На днях был у Феликса. Возвращаясь домой, я сказал Максу, что, если только боли не будут слишком сильными, я на смертном одре буду чувствовать удовлетворение. Я забыл добавить, а потом уже намеренно не сказал, что лучшее из написанного мною исходит из этой готовности помереть удовлетворенным. Во всех сильных и убедительных местах речь всегда идет о том, что кто-то умирает, что ему это очень трудно, что в этом он видит несправедливость по отношению к себе или по меньшей мере жестокость, – читателя, во всяком случае, так мне кажется, это должно тронуть. Для меня же, думающего, что на смертном одре я смогу быть удовлетворенным, такого рода описания втайне являются игрой, я даже радуюсь возможности умереть в умирающем, расчетливо использую сосредоточенное на смерти внимание читателя, у меня гораздо более ясный разум, нежели у него, который, как я полагаю, будет жаловаться на смертном одре, и моя жалоба поэтому наиболее совершенна, она не обрывается внезапно, как настоящая жалоба, а кончается прекрасной и чистой нотой, подобно тому как я всегда жаловался матери на страдания, которые были далеко не такими сильными, какими они представали в жалобе. Правда, перед матерью мне не требовалось столько искусности, сколько перед читателями.
14 декабря
Жалкая попытка ползти вперед – а ведь это, возможно, самое важное место в работе, где так необходима была бы одна хорошая ночь.

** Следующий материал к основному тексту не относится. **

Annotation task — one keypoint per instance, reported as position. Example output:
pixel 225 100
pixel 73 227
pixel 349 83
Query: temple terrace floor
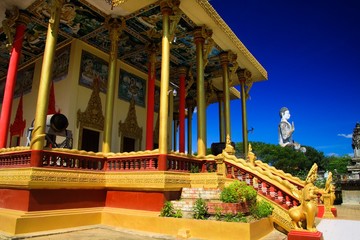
pixel 346 226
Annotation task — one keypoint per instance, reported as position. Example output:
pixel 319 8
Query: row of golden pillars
pixel 116 25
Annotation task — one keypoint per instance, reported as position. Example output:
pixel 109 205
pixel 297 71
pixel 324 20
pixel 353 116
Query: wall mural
pixel 157 99
pixel 24 79
pixel 93 67
pixel 132 87
pixel 61 64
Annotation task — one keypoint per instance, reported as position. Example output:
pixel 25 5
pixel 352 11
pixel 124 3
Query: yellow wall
pixel 70 97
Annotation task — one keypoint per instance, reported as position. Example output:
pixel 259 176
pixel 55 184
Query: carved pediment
pixel 130 127
pixel 92 117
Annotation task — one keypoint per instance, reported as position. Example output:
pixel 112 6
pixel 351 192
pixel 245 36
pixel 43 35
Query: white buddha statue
pixel 286 131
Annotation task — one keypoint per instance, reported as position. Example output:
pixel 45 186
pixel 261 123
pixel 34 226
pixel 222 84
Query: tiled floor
pixel 348 220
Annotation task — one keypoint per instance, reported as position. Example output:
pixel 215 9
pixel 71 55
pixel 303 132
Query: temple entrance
pixel 90 140
pixel 128 144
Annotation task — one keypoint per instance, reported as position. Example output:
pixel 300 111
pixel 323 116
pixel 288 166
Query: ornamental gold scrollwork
pixel 303 216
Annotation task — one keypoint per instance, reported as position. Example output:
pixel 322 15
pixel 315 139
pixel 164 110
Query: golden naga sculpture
pixel 229 148
pixel 328 197
pixel 303 216
pixel 251 156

Поражения в Сербии, бестолковое командование.
19 декабря
Вчера почти бессознательно писал «Деревенского учителя», [79] но боялся писать позже, чем до без четверти два, боязнь эта обоснованная, я почти не спал, забывался только три раза в недолгих снах и потом в канцелярии пребывал в соответствующем состоянии. Вчера отец упрекал меня в связи с фабрикой: «Ты меня в это втравил». Потом я пошел домой и спокойно писал три часа, в сознании того, что моя вина бесспорна, хотя и не столь велика, как ее изображает отец. Сегодня, в субботу, не вышел к ужину отчасти из страха перед отцом, отчасти ради того, чтобы полностью использовать для работы ночь, но написал только одну и то не очень хорошую страницу.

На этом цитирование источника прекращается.